Confidence Intervals for Proportions: A Step-by-Step Guide Using R and ggplot2

Introduction to Confidence Intervals for Proportions

Confidence intervals are a statistical tool used to estimate the population parameter of interest. In this article, we will explore how to plot a 95% confidence interval graph for one sample proportion.

What is a Sample Proportion?

A sample proportion represents the estimated probability of success in a finite population based on a random sample of observations. For example, suppose you are trying to determine the proportion of people who own a smartphone in your city. You take a random sample of 100 people and count how many of them own a smartphone. The resulting proportion is 80%, or 0.8.

What is a Confidence Interval?

A confidence interval is a range of values within which we believe that the true population parameter lies with a certain level of confidence. In this case, our goal is to estimate the true sample proportion. A 95% confidence interval means that if we were to take many samples from the same population and compute a confidence interval for each one, approximately 95% of those intervals would contain the true population proportion.

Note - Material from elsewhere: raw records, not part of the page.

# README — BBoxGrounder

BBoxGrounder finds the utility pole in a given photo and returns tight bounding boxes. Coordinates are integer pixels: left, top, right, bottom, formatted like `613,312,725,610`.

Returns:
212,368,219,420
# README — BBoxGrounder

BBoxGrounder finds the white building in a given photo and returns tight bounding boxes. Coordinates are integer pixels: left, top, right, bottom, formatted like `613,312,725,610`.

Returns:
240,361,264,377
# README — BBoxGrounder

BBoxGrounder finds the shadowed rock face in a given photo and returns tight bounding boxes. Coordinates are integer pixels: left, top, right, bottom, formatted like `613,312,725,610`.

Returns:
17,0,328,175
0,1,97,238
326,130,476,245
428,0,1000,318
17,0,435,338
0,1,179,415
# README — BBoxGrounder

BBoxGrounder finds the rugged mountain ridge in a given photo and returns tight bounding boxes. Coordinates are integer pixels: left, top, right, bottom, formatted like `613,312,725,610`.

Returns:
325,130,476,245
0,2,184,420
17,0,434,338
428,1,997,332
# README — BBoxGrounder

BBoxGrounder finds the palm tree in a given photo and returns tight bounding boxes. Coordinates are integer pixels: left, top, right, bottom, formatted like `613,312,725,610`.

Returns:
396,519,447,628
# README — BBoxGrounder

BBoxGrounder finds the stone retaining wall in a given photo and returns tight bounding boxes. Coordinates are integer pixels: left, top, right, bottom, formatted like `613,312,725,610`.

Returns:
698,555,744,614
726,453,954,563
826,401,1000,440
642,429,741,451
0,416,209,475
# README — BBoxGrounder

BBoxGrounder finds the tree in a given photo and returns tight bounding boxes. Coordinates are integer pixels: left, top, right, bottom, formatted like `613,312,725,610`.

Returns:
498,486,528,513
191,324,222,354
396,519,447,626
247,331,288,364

Types of Confidence Intervals

There are two main types of confidence intervals: point estimates with margins of error (also known as interval estimation) and confidence bands. Interval estimation provides an interval within which we believe that the true parameter lies, whereas confidence bands provide a range of values for the parameter that is guaranteed to contain the true value with a certain level of confidence.

How to Plot a 95% Confidence Interval Graph

To plot a 95% confidence interval graph for one sample proportion, you can use either the logistic regression approach or the binomial distribution approach. In this article, we will explore both approaches and provide examples using R and ggplot2.

Logistic Regression Approach

The logistic regression approach involves fitting a logistic regression model to the data where the only parameter being estimated is the intercept. The estimate of the intercept represents the log odds of success in the population.

Step 1: Fit the Logistic Regression Model

mod <- coef(summary(glm(x ~ 1, family = binomial, data = df)))

This code fits a logistic regression model to the data where x is the indicator variable for success (i.e., 1) and failure (i.e., 0).

Step 2: Compute the Density Values

xvals <- seq(mod[1] - 3 * mod[2], mod[1] + 3 * mod[2], 0.01)
yvals <- dnorm(xvals, mod[1], mod[2])

This code computes a range of x values from -3 to +3 standard errors away from the estimate, and then calculates the corresponding normal density values using dnorm().

Step 3: Compute the Proportion Values

probs <- pbinom(xvals, population, actual_successes/population)

This code computes the cumulative distribution function of the binomial distribution (pbinom()) for each x value computed in Step 2. The result is a vector of proportion values.

Step 4: Label the Proportions

label <- ifelse(probs < 0.025, "low", ifelse(probs > 0.975, "high", "CI"))

This code creates a label for each proportion value based on whether it falls within the desired confidence interval (i.e., between 2.5% and 97.5%).

Binomial Distribution Approach

The binomial distribution approach involves using the dbinom() and pbinom() functions to compute the density and cumulative distribution function of the binomial distribution.

Step 1: Define the Parameters

population <- 1500
actual_successes <- 105
test_successes <- 1:300

This code defines the population size, actual number of successes, and a vector of test success values from 1 to 300.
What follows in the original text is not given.